Minnesota: LOW walleyes
Fishing in October typically means the Rainy River, but for now, at least, Lake of the Woods remains the place for action.
As it has been most of the open-water season, the best walleye fishing is out in "the mud" of Big Traverse Bay in 30 to 32½ feet of water anywhere from four to eight miles offshore. Drop the anchor, tip a jig with a minnow and enjoy the ride.
"The lake itself is pretty much a gong show," said Gary Moeller of Ballard's Resort near Baudette, Minn. "I mean, we've had fishing the last few days where you go out, you drop the jig down and you catch fish. The numbers are pretty staggering."
Still, Moeller said, more typical fall fishing patterns are starting to emerge. Anglers are catching a few walleyes in shallower water near Pine Island, he said, and the first wave of decent-sized emerald shiners showed up early this week in the river.
Typically, when the shiners head upriver, the walleyes aren't far behind.
Moeller said anglers who put in their time already are catching a few walleyes in the river. Near the lake, at least, that wasn't the case a couple of weeks ago.
"If we're going to make a calendar comparison, I'd say we're probably two weeks behind schedule of what we'd consider normal fall patterns," Moeller said. "But the bite on the lake, it doesn't matter if you're fishing Lighthouse Gap, Morris, farther west at Zippel or Long Point, the mud has offered tremendous fishing. It's just been so consistent."
Duck hunting so far this year has been "fair," according to the Minnesota Department of Natural Resources, with the best reports coming from the northern half of the state.
In northwestern Minnesota, Thief Lake remains about a foot higher than normal, and hunters are averaging 2.0 to 2.9 ducks daily, based on bag checks, with ringnecks comprising 70 percent of the duck harvest. Meanwhile, hunters at Roseau River Wildlife Management Area averaged 2.47 ducks each outside the controlled hunting zone. The area still holds fair numbers of mallards and green-winged teal, while Canada geese are scattered and most abundant on private farm fields.
Minnesota: Ruffed grouse
If there's been a pleasant surprise on the Minnesota hunting front this fall, it would have to be ruffed grouse, which have exceeded preseason forecasts just about everywhere in the birds' range.

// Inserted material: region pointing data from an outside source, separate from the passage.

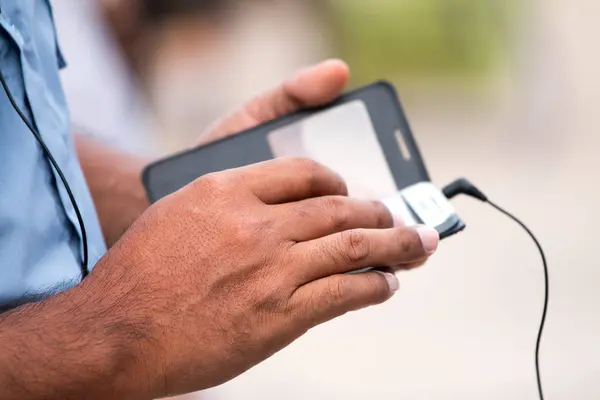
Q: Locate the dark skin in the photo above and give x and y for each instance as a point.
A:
(213, 279)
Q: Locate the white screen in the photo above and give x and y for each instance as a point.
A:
(343, 139)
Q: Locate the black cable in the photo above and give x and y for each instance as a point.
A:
(463, 186)
(546, 294)
(36, 134)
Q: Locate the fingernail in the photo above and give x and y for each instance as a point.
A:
(393, 282)
(430, 239)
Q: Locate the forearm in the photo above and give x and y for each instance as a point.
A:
(63, 348)
(114, 179)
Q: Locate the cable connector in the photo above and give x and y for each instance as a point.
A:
(463, 186)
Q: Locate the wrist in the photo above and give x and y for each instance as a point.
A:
(71, 347)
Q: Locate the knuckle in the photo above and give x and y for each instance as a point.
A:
(337, 210)
(406, 246)
(356, 245)
(336, 291)
(377, 287)
(212, 183)
(384, 216)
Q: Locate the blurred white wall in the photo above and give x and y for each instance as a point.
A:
(465, 326)
(105, 100)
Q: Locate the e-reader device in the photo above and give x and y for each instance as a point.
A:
(364, 136)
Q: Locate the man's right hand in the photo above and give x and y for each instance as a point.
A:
(219, 276)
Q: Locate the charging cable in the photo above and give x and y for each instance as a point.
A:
(59, 172)
(463, 186)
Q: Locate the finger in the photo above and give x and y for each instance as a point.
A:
(331, 297)
(311, 87)
(322, 216)
(290, 179)
(362, 248)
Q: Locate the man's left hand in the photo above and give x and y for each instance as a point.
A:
(311, 87)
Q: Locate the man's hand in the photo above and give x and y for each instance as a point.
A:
(114, 178)
(311, 87)
(211, 281)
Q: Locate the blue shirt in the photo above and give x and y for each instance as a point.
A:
(40, 238)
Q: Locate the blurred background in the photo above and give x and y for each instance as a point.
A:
(505, 92)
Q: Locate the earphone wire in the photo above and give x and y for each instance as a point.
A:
(50, 157)
(546, 294)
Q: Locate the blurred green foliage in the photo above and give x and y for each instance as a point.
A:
(412, 39)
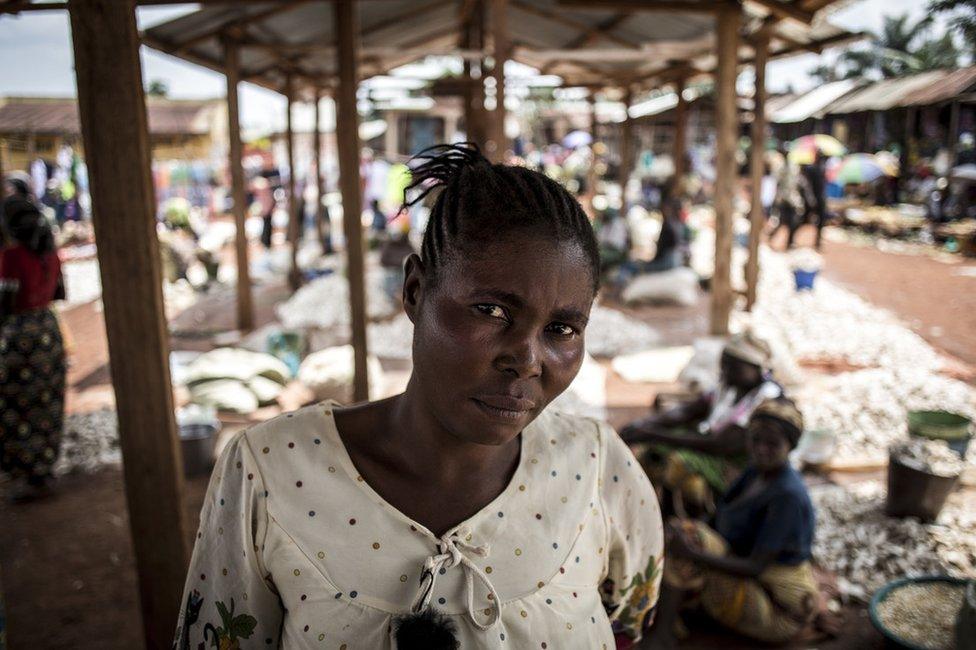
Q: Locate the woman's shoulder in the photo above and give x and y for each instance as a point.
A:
(289, 437)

Statewide drumming counts were down slightly this spring, which on the surface might suggest poorer hunting. Not necessarily, said Ted Dick, ruffed grouse coordinator for the Department of Natural Resources in Aitkin, Minn. Given the right conditions, previous falls with similar spring drumming counts have resulted in harvests of 300,000 to 900,000 birds.
Last year, the supposed "peak year" in the ruffed grouse 10-year population cycle, Minnesota hunters shot 358,000 ruffs.
"It's kind of crazy," Dick said. "We've had other newspapers say, 'So, you're willing to admit last year wasn't' the peak, and this year is.' And that isn't it at all."
The drumming count is just one index, Dick said. Spring production and fall hunting conditions also play a role in bird abundance and grouse sightings.
"We're thinking we had a phenomenal recruitment year with an early spring and no real adverse weather in nesting and early brood-rearing time," Dick said. "A lot of success depends on those young-of-the-year birds, but we're getting a lot of positive reports. We've heard of limits being shot in all parts of the state.
"Last October was horrible hunting and horrible conditions," Dick said. "It's been good this year. It's been fun."
That doesn't necessarily mean hunting will be easy. Dick said he recently ran across a group of guys with ATVs who were putting up deer stands in northern Minnesota. He asked if they'd been grouse hunting, and the men said they weren't going to bother because they'd been four-wheeling the past four days and hadn't seen a bird.
Dick asked if he and his dog could hunt the area, and they told him to go ahead.
"Where they'd been four-wheeling, we busted brush and had 18 flushes in two hours and 10 minutes," Dick said.
The moral of that story should be obvious.